Using the registry harvester

The person registry harvester is normally run via the cron on the Symphony application server. The do-harvest script makes calls to a few other scripts to do log file preparation and to run the process to update the ILLiad database with data that was previously loaded into Symphony.

15 21 * * * /s/SUL/Harvester/current/run/do-person-harvest.sh  > /s/SUL/Harvester/current/log/harvest.log 2>&1

Similarly, the course harvester is also normally run via cron with a subsequent script to build and copy the courseXML files for the Course Reserves App.

15 15 * * 1-5 /s/SUL/Harvester/current/run/do-course-harvest.sh  > /s/SUL/Harvester/current/log/course-harvest.log 2>&1
40 7 * * 1-5 /s/SUL/Harvester/current/run/course-build.sh 3G 12G latest > /s/SUL/Harvester/current/log/course_build.err 2>&1

In some circumstances it may be necessary to run harvests or the course build manually.

Rerun a registry harvest using a file of keys or IDs

Using a file of University IDs, Registry IDs, or Course IDs you can re-harvest the registry documents for those people or courses, and they will automatically be populated later in ILLiad and Symphony, or included in the courseXML build respectively.

Person: If you need to re-run a batch of registry IDs from a previously run harvest, you can extract the registry IDs using awk:

cd /s/SUL/Harvester/current/log
grep "e.person" harvest.log | awk '{print $9}' | awk -F':' '{print $2}' > regid_file

Then use the file as the first argument of the do-harvest-file script:

/s/SUL/Harvester/current/run/person-file-load.sh /path/to/regid_file YYYYMMDDHHmm(optional [default is now])

Or use the same script with a file of University IDs:

/s/SUL/Harvester/current/run/person-file-load.sh /path/to/univIds YYYYMMDDHHmm(optional [default is now])
Run a registry harvest for a special load into FOLIO
HARVEST=/s/SUL/Harvester/current/out/folio_harvest.xml.out PROCESSOR=folio.properties run/person-file-load.sh /full/path/to/_uids.txt

Course: If you need to re-run a batch of course IDs you can similarly extract the course IDs for a particular term using the term code as 4 digits: 1 (year 2000) 17 (16-17) 2/4/6/8(fall/winter/spring/summer):

cd /s/SUL/Harvester/current/log
grep "1174" course_harvest.log.201612021153 | awk '{print $12}' > courseid_file

Then use the file as the first argument of the do-course-harvest-file script:

/s/SUL/Harvester/current/run/course-file-load.sh /path/to/courseid_file

Running the harvest xml output through the FOLIO API and loading users into an instance of FOLIO

The do-person-harvest.sh script calls the folio-userload.sh script with the environment variable FOLIO set to true and STAGE set to either dev or prod.

Variables for FOLIO User load

The FOLIO environmental variable on Symphony is automatically set in the /s/SUL/Config/sirsi.env file:

export FOLIO=true
export STAGE=dev

The stages correspond to the config/settings/{stage}.yml files for registry-harvester-{stage} in shared_configs.

Run the FOLIO userload from a file

Call the folio-userload.sh script with the environment variable FOLIO set to true and STAGE set to dev or prod.

Manually populate the ILLiad Users Table

With a file of Symphony user keys or a file of sunet ids you can populate the ILLiad Users table with one the following commands:

cd /s/SUL/Harvester/current

With user keys:

java -jar lib/Person-jar-with-dependencies.jar /path/to/userkey/file keyfile

With sunet ids:

java -jar lib/Person-jar-with-dependencies.jar /path/to/sunetid/file sunet

Run the Course Build

As mentioned above, you can cron the job by setting the appropriate date on the line that looks like this:

10 10 10 10 * /s/SUL/Harvester/current/run/course-build 4G 16G > /s/SUL/Harvester/current/log/course_build.log 2>&1

Or simply run that command from the command line with an extra & at the end.
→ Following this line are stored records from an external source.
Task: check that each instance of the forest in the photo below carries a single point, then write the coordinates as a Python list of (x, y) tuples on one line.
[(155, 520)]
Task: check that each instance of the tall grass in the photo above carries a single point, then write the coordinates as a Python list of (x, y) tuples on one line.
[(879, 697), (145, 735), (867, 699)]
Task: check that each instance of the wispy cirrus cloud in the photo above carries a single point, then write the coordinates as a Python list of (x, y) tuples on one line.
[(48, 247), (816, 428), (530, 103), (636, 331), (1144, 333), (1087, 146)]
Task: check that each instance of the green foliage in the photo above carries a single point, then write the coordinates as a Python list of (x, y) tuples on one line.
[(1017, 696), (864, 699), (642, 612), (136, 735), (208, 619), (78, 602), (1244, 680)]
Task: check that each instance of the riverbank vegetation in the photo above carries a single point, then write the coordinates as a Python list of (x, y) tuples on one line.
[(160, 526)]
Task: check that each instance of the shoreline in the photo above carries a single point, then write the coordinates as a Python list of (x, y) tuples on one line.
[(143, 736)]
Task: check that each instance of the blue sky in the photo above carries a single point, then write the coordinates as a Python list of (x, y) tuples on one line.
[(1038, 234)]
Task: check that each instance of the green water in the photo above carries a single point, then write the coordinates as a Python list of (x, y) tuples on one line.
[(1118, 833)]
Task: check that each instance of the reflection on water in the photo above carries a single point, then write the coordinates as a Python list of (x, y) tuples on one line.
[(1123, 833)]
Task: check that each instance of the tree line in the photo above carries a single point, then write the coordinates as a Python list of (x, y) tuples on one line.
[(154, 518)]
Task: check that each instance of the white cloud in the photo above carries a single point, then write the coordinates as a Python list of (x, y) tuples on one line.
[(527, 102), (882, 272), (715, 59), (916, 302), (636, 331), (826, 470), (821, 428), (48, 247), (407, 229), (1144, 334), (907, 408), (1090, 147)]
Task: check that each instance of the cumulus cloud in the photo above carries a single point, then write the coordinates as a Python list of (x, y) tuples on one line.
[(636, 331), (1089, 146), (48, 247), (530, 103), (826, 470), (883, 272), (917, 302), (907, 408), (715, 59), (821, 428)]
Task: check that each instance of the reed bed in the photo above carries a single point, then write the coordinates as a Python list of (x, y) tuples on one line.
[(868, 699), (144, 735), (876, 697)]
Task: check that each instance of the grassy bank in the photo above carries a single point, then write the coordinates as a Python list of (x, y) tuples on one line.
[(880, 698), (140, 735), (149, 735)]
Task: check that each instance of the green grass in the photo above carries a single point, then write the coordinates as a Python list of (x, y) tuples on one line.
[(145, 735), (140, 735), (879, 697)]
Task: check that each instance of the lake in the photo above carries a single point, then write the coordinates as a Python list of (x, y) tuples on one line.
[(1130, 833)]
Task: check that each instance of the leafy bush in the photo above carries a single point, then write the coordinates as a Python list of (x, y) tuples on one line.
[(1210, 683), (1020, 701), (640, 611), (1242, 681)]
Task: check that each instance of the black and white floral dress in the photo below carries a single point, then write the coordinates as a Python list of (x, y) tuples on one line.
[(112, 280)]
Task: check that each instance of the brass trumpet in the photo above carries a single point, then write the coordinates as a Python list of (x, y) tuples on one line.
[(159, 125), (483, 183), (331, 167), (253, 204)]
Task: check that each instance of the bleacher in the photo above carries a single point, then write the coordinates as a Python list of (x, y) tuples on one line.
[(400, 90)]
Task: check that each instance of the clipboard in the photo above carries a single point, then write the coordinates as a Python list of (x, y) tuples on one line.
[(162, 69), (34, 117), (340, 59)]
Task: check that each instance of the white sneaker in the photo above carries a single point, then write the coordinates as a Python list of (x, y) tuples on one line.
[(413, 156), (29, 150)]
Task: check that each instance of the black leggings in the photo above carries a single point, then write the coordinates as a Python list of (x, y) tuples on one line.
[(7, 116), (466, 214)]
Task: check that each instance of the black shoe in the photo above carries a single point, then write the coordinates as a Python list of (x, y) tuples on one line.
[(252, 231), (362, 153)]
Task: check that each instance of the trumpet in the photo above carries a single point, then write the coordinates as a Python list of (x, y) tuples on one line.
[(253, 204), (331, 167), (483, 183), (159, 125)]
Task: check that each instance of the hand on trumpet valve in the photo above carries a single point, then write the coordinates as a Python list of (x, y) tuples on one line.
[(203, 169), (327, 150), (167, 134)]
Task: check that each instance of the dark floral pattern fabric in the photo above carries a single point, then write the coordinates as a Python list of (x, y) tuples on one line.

The arguments represent the java heap size, Xms and Xmx respectively. To run an update using one or more new course_harvest.out files, append the file name(s) as a third argument. If there is no third argument the course-build will rerun on all course_harvest.out* files in the /s/SUL/Harvester/current/out directory, which will take many hours to complete. If you append latest as the third argument, it will run the course build on the most recent course_harvest.out file. If you do not supply any arguments, it will run the build on all files with the JVM defaults of -Xms2G -Xmx10G.

Prior to executing the course build, the course-build script will move all of the old course_harvest.out files to the OldCourses directory as specified by the codified term schedule in the run/remove_old_course_harvests.rb script.

Specifying the course terms to build

You can run the course build for one or more particular terms (fall, winter, spring, summer) in order to speed up processing. Do this by setting the system COURSE_TERMS environment variable:

$ export COURSE_TERMS=summer,spring,winter,fall

Important: The default set of COURSE_TERMS is specified in the /s/SUL/Config/sirsi.env file. During each intersession it helps to make sure you are building courseXML files for the terms that are needed by the Course Reserves App (the current term and the next upcoming term).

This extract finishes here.